Born in Buenos Aires City, on April 19, 1947. He graduated in law at Universidad Católica Argentina (School of Law and Political Sciences), Buenos Aires, 1970. 

He is a member of Colegio Público de Abogados de la Capital Federal (Federal Capital Bar Association). He held the position of President of the Colegio de Abogados de la Ciudad de Buenos Aires (Buenos Aires Bar Association) (2006-2010), having previously held the position of Director and Member of the Advisory Council of the Board of Directors. He was founding partner of FORES (Foro de Estudios sobre Administración de Justicia), member of its Executive Committee (1976 – 2004) and President (1995 – 2001).

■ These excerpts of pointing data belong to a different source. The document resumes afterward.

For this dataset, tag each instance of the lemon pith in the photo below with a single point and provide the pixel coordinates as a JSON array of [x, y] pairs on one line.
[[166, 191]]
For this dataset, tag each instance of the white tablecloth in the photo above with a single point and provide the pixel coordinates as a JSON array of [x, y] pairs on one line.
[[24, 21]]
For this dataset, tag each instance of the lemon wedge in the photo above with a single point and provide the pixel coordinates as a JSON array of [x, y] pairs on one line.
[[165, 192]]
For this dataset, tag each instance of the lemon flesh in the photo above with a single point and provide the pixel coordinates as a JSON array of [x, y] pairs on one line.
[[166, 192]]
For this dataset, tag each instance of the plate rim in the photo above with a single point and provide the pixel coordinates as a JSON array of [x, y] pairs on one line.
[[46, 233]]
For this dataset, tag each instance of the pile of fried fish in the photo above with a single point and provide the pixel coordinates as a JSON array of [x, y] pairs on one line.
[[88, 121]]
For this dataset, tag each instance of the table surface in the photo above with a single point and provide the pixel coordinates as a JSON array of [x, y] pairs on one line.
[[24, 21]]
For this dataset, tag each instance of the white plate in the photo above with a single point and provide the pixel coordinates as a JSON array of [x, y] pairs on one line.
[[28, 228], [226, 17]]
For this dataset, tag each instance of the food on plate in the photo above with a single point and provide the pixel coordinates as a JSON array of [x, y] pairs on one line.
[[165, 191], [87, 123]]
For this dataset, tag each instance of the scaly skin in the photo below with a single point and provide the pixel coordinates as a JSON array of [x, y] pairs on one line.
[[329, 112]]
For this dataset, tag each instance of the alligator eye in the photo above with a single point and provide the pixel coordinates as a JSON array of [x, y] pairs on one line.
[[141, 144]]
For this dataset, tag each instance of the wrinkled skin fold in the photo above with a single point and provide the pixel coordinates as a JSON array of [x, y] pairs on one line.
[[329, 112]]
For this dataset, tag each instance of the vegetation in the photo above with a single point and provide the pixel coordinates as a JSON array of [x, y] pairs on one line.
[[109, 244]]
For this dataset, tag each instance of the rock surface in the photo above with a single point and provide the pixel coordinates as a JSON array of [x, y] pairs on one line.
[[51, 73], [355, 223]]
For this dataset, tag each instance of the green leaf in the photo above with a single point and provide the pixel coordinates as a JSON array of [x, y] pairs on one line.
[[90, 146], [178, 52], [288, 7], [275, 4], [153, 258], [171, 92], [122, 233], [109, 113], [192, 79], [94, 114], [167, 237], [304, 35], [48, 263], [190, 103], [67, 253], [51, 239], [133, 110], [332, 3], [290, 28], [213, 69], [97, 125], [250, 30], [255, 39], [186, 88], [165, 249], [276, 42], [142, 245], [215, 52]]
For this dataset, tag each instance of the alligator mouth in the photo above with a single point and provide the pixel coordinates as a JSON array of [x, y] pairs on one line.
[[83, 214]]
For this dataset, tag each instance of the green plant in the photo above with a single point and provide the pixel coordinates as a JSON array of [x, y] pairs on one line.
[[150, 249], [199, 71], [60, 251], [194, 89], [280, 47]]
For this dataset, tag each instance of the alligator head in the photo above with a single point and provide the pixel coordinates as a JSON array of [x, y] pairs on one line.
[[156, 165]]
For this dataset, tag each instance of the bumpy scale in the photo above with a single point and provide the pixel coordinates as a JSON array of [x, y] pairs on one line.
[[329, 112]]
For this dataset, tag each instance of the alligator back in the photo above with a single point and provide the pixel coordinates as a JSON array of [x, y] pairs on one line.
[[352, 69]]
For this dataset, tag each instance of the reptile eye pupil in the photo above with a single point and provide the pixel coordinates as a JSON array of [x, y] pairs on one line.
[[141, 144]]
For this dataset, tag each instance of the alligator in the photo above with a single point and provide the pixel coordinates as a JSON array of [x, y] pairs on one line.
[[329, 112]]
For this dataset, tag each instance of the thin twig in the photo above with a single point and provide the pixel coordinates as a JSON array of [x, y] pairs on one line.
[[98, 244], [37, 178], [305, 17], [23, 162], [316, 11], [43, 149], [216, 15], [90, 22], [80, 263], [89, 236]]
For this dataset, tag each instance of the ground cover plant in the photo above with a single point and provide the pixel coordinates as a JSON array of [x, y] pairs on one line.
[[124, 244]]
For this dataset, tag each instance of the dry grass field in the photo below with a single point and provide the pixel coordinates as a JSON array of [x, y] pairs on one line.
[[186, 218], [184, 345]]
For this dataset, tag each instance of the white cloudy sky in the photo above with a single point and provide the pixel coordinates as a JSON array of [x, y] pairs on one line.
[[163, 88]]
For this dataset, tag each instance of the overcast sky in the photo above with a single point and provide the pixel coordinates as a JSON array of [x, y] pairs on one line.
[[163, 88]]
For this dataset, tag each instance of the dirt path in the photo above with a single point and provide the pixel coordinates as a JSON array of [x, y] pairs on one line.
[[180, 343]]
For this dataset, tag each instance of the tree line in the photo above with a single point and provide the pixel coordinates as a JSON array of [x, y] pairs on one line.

He is currently president of the Justice Committee, Colegio de Abogados de la Ciudad de Buenos Aires (Buenos Aires Bar Association).

He practiced law at Beccar Varela Law Firm and then became founding partner of Fornieles & del Carril Law Firm until its dissolution. He was also founding partner of del Carril, Colombres, Vayo & Zavalía Lagos Law Firm. 

He was Advisor of the Asociación de Fabricantes de Cemento Pórtland (Portland Cement Manufacturers) and member of the Labor Policy and Industrial Security Committee of Unión Industrial Argentina (Argentine Industrial Union)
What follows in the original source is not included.